Where some songs glamorise spirals and bad decisions, Hawes drags the narrative into a dimly lit corner and forces the truth to the surface. Their low-lit, smoky voice unravels the old trope of the tragic rebel. But instead of lionising chaos, Hawes picks at the aftermath: the mornings after, the emotional debris, the hollow thrill that never quite fills the void. It is heartbreak and accountability tangled up like old wires.

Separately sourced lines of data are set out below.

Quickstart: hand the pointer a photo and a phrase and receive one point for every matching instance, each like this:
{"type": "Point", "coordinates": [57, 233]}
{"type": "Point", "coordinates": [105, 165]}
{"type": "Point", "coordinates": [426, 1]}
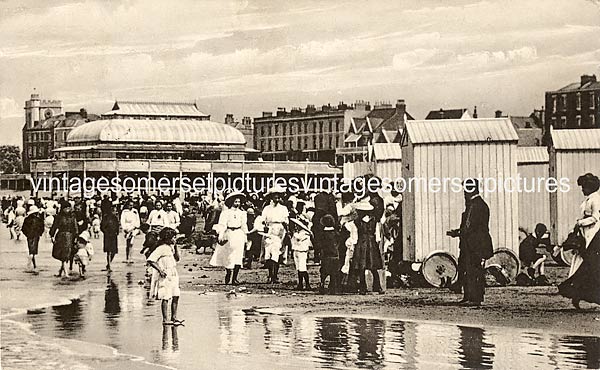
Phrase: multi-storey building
{"type": "Point", "coordinates": [46, 128]}
{"type": "Point", "coordinates": [576, 105]}
{"type": "Point", "coordinates": [305, 134]}
{"type": "Point", "coordinates": [383, 124]}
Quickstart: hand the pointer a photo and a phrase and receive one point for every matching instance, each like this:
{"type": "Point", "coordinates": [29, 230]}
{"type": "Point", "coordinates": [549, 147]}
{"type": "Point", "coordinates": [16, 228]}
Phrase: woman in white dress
{"type": "Point", "coordinates": [276, 219]}
{"type": "Point", "coordinates": [583, 283]}
{"type": "Point", "coordinates": [232, 229]}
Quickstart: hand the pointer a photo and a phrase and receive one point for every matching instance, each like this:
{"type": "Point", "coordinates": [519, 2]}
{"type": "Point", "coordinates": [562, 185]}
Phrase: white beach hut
{"type": "Point", "coordinates": [455, 148]}
{"type": "Point", "coordinates": [534, 206]}
{"type": "Point", "coordinates": [573, 153]}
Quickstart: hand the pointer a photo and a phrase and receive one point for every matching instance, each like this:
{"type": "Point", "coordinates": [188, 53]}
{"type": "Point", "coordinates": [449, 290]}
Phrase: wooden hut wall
{"type": "Point", "coordinates": [435, 213]}
{"type": "Point", "coordinates": [534, 207]}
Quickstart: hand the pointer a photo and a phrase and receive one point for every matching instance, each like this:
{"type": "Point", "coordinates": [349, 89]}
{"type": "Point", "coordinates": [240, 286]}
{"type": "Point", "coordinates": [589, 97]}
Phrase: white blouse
{"type": "Point", "coordinates": [590, 216]}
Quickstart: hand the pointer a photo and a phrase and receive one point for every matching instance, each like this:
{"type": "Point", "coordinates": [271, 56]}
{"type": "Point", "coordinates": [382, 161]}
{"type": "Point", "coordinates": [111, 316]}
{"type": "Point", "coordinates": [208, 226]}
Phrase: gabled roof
{"type": "Point", "coordinates": [352, 138]}
{"type": "Point", "coordinates": [461, 131]}
{"type": "Point", "coordinates": [446, 114]}
{"type": "Point", "coordinates": [529, 136]}
{"type": "Point", "coordinates": [357, 124]}
{"type": "Point", "coordinates": [576, 139]}
{"type": "Point", "coordinates": [167, 109]}
{"type": "Point", "coordinates": [387, 151]}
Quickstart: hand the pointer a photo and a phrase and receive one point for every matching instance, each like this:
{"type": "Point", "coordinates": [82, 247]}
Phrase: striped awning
{"type": "Point", "coordinates": [576, 139]}
{"type": "Point", "coordinates": [461, 131]}
{"type": "Point", "coordinates": [532, 154]}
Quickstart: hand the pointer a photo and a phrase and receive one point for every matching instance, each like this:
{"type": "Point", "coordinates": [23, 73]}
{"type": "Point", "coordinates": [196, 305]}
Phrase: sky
{"type": "Point", "coordinates": [246, 57]}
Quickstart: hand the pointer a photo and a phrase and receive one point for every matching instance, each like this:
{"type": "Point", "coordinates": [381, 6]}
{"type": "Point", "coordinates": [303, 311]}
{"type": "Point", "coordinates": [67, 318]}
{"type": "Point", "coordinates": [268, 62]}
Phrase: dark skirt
{"type": "Point", "coordinates": [110, 244]}
{"type": "Point", "coordinates": [367, 255]}
{"type": "Point", "coordinates": [63, 244]}
{"type": "Point", "coordinates": [585, 282]}
{"type": "Point", "coordinates": [32, 245]}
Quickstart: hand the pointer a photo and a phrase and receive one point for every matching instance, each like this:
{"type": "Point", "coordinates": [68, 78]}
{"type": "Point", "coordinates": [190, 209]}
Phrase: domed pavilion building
{"type": "Point", "coordinates": [155, 139]}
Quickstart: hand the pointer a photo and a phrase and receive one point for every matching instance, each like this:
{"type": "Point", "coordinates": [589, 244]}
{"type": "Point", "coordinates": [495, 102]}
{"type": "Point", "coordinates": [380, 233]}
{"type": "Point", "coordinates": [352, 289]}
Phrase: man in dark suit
{"type": "Point", "coordinates": [475, 244]}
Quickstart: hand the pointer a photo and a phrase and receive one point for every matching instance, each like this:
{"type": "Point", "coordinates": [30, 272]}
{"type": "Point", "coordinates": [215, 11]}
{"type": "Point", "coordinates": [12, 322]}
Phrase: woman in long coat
{"type": "Point", "coordinates": [583, 283]}
{"type": "Point", "coordinates": [63, 233]}
{"type": "Point", "coordinates": [110, 229]}
{"type": "Point", "coordinates": [232, 229]}
{"type": "Point", "coordinates": [364, 246]}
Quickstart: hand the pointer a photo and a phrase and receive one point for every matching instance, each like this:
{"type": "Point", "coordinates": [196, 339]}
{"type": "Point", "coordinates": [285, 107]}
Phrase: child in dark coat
{"type": "Point", "coordinates": [330, 259]}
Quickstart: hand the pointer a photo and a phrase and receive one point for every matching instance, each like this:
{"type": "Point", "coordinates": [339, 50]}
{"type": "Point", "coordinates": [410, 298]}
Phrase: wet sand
{"type": "Point", "coordinates": [538, 308]}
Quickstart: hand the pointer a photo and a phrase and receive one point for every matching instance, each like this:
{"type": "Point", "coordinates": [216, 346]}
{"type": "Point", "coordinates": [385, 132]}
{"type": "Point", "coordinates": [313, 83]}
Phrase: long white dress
{"type": "Point", "coordinates": [275, 216]}
{"type": "Point", "coordinates": [589, 223]}
{"type": "Point", "coordinates": [167, 287]}
{"type": "Point", "coordinates": [232, 228]}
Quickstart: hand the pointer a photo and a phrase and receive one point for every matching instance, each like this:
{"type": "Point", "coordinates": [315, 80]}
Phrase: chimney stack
{"type": "Point", "coordinates": [400, 106]}
{"type": "Point", "coordinates": [585, 79]}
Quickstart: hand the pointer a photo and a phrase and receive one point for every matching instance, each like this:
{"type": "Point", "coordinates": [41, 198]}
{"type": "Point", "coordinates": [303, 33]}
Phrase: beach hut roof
{"type": "Point", "coordinates": [461, 130]}
{"type": "Point", "coordinates": [532, 154]}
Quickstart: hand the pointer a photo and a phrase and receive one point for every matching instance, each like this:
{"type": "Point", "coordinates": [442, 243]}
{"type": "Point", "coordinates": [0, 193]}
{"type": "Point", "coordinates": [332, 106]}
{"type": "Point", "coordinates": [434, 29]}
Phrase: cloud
{"type": "Point", "coordinates": [497, 58]}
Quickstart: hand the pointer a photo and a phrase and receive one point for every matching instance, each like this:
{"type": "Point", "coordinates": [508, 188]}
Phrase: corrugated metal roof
{"type": "Point", "coordinates": [576, 139]}
{"type": "Point", "coordinates": [387, 151]}
{"type": "Point", "coordinates": [156, 131]}
{"type": "Point", "coordinates": [461, 130]}
{"type": "Point", "coordinates": [156, 109]}
{"type": "Point", "coordinates": [532, 154]}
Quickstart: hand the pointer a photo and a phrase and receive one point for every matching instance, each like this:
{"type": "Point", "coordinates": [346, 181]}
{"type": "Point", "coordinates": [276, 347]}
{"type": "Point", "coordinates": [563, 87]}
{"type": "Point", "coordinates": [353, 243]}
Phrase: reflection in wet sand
{"type": "Point", "coordinates": [216, 336]}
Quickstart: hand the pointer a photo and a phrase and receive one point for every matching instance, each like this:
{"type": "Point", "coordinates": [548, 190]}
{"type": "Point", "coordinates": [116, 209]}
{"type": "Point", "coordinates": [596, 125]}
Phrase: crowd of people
{"type": "Point", "coordinates": [345, 234]}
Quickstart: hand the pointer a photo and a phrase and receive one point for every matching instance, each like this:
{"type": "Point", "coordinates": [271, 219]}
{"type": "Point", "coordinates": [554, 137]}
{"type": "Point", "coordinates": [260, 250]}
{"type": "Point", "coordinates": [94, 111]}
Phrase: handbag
{"type": "Point", "coordinates": [575, 241]}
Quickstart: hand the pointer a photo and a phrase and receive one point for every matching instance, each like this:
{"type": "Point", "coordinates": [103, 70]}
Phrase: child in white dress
{"type": "Point", "coordinates": [165, 279]}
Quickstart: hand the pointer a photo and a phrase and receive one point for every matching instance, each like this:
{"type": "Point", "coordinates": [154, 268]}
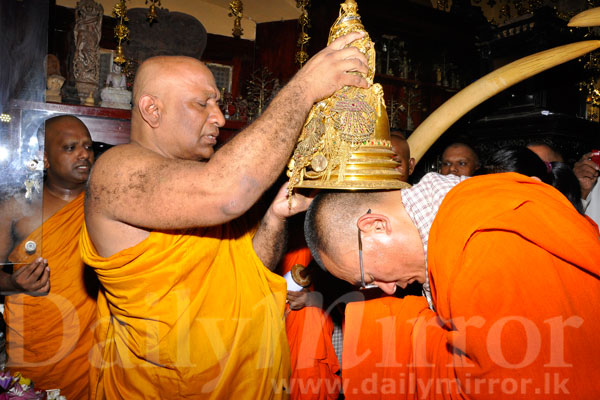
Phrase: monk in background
{"type": "Point", "coordinates": [50, 316]}
{"type": "Point", "coordinates": [309, 327]}
{"type": "Point", "coordinates": [188, 308]}
{"type": "Point", "coordinates": [513, 271]}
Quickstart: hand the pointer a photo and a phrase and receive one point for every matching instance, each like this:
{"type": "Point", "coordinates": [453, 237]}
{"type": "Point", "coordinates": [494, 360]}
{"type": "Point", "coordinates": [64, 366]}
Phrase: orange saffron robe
{"type": "Point", "coordinates": [313, 359]}
{"type": "Point", "coordinates": [49, 337]}
{"type": "Point", "coordinates": [514, 272]}
{"type": "Point", "coordinates": [189, 314]}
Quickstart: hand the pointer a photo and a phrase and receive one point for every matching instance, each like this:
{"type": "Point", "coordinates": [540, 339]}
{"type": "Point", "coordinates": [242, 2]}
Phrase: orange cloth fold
{"type": "Point", "coordinates": [49, 337]}
{"type": "Point", "coordinates": [189, 314]}
{"type": "Point", "coordinates": [514, 272]}
{"type": "Point", "coordinates": [313, 359]}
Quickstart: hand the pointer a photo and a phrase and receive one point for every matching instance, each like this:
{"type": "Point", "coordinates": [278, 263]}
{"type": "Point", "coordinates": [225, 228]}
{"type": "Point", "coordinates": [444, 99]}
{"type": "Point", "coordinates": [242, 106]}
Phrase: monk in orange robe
{"type": "Point", "coordinates": [50, 315]}
{"type": "Point", "coordinates": [514, 275]}
{"type": "Point", "coordinates": [314, 363]}
{"type": "Point", "coordinates": [188, 309]}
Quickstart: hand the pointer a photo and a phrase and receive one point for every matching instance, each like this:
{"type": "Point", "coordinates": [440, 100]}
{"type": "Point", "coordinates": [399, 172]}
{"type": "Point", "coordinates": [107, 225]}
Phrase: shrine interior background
{"type": "Point", "coordinates": [426, 52]}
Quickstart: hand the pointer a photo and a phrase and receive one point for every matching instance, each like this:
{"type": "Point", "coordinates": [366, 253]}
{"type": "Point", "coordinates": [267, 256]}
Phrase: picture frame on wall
{"type": "Point", "coordinates": [223, 75]}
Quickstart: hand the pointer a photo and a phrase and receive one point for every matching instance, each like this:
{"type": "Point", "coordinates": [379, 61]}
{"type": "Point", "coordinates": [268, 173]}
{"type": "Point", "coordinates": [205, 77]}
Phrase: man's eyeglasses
{"type": "Point", "coordinates": [363, 285]}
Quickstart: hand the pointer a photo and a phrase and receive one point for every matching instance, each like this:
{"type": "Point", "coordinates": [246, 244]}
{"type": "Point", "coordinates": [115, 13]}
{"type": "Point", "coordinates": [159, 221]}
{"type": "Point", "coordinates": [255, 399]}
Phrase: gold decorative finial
{"type": "Point", "coordinates": [236, 10]}
{"type": "Point", "coordinates": [121, 31]}
{"type": "Point", "coordinates": [302, 55]}
{"type": "Point", "coordinates": [152, 16]}
{"type": "Point", "coordinates": [345, 142]}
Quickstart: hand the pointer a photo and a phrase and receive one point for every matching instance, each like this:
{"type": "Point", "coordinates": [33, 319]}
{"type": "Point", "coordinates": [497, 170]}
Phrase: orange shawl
{"type": "Point", "coordinates": [49, 337]}
{"type": "Point", "coordinates": [189, 314]}
{"type": "Point", "coordinates": [313, 359]}
{"type": "Point", "coordinates": [514, 275]}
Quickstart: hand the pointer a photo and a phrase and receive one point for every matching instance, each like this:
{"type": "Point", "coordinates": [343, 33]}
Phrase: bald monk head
{"type": "Point", "coordinates": [402, 150]}
{"type": "Point", "coordinates": [68, 154]}
{"type": "Point", "coordinates": [178, 115]}
{"type": "Point", "coordinates": [392, 249]}
{"type": "Point", "coordinates": [545, 152]}
{"type": "Point", "coordinates": [459, 159]}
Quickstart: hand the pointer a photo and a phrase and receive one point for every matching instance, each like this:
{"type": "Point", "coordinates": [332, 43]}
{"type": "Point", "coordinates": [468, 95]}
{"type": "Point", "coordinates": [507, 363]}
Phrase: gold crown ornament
{"type": "Point", "coordinates": [345, 142]}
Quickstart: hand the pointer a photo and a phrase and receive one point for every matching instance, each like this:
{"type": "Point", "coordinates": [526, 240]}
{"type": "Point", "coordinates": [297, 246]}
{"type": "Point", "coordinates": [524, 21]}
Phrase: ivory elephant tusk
{"type": "Point", "coordinates": [489, 85]}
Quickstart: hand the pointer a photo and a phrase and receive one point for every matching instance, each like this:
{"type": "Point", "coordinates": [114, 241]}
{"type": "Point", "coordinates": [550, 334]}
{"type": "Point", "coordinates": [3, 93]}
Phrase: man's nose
{"type": "Point", "coordinates": [83, 153]}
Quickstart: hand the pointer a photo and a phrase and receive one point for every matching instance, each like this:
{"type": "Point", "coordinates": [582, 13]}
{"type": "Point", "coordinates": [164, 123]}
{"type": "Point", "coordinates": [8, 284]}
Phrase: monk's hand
{"type": "Point", "coordinates": [332, 68]}
{"type": "Point", "coordinates": [299, 203]}
{"type": "Point", "coordinates": [587, 172]}
{"type": "Point", "coordinates": [32, 279]}
{"type": "Point", "coordinates": [301, 299]}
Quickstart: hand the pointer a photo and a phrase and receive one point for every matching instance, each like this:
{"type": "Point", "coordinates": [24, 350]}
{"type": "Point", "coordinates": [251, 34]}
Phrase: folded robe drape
{"type": "Point", "coordinates": [49, 337]}
{"type": "Point", "coordinates": [514, 272]}
{"type": "Point", "coordinates": [189, 314]}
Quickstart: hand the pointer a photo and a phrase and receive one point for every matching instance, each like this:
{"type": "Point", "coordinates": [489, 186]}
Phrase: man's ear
{"type": "Point", "coordinates": [150, 109]}
{"type": "Point", "coordinates": [374, 223]}
{"type": "Point", "coordinates": [411, 166]}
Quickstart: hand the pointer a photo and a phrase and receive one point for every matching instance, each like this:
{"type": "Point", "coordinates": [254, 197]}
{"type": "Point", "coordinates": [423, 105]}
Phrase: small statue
{"type": "Point", "coordinates": [89, 101]}
{"type": "Point", "coordinates": [115, 94]}
{"type": "Point", "coordinates": [54, 84]}
{"type": "Point", "coordinates": [116, 78]}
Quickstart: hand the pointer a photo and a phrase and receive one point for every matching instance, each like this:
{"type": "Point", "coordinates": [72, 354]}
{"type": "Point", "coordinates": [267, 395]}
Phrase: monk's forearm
{"type": "Point", "coordinates": [270, 240]}
{"type": "Point", "coordinates": [6, 284]}
{"type": "Point", "coordinates": [252, 161]}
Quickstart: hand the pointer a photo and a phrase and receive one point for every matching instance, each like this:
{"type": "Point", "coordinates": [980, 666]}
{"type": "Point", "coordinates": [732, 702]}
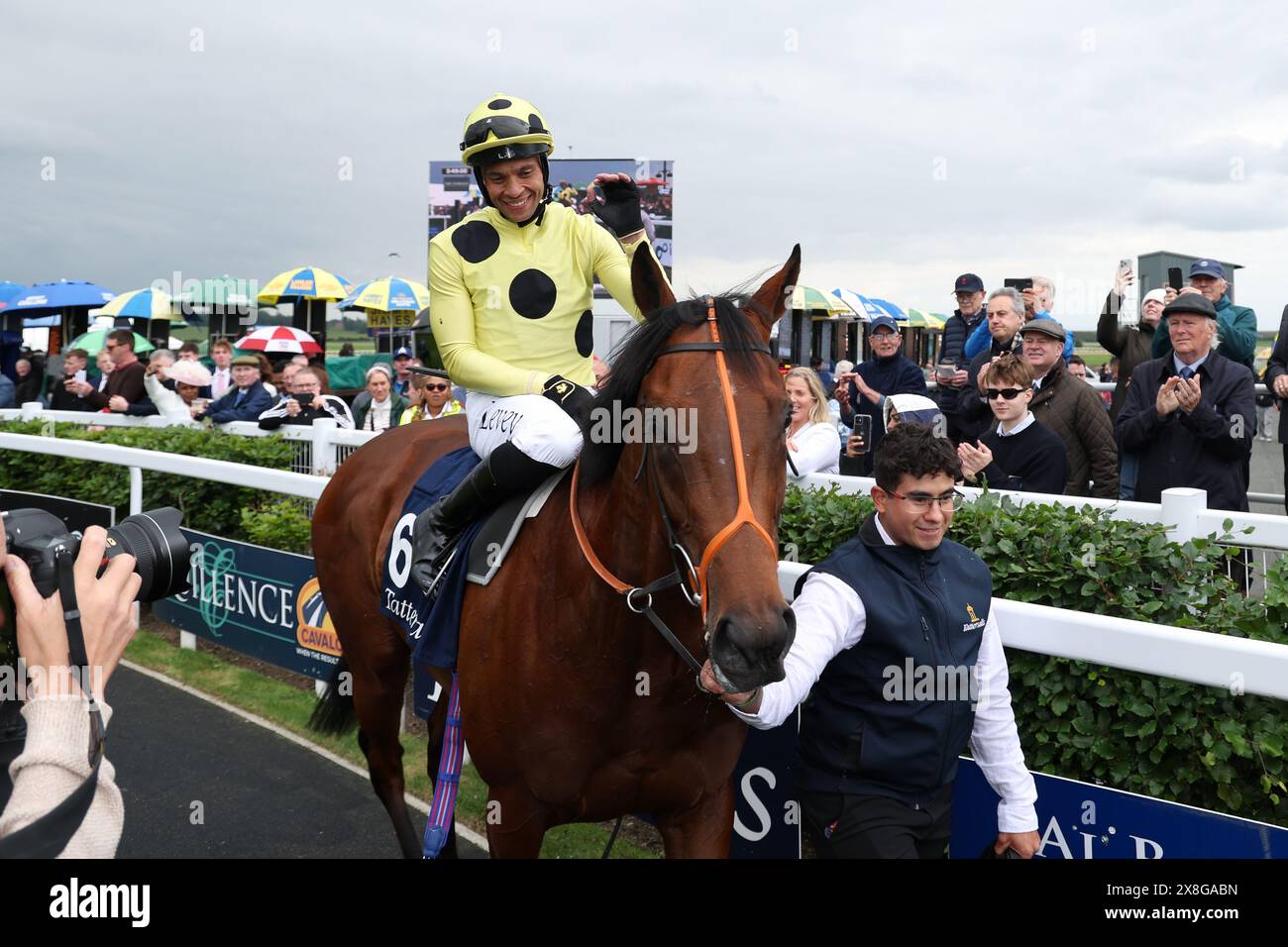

Instrumentally, ‘James Dean’ mirrors the emotional volatility at its core. The track begins with a steady pulse, almost hesitant, before blooming into something far more volatile. Hawes handles nearly every instrument, with riffs that feel like clenched teeth, bass lines that twitch under the skin, and chords that surge like a swallowed confession suddenly tearing its way out. While Anna Reed’s drumming is taut, restless, and propulsive enough to give the whole thing the crackle of a fuse slowly burning down.

What makes the track linger is its honesty. It’s that moment of clarity when the performance drops, and that the cool façade is just exhaustion wearing a leather jacket. And the result is devastating.
Hot on the heels of a relentless run of touring and the momentum of their acclaimed debut ‘Remains/Reminders’, ‘James Dean’ arrives as a turning point where recklessness finally meets its reflection. Chloe Hawes is writing at a career-best level; delivering something raw, incisive, and unvarnished throughout.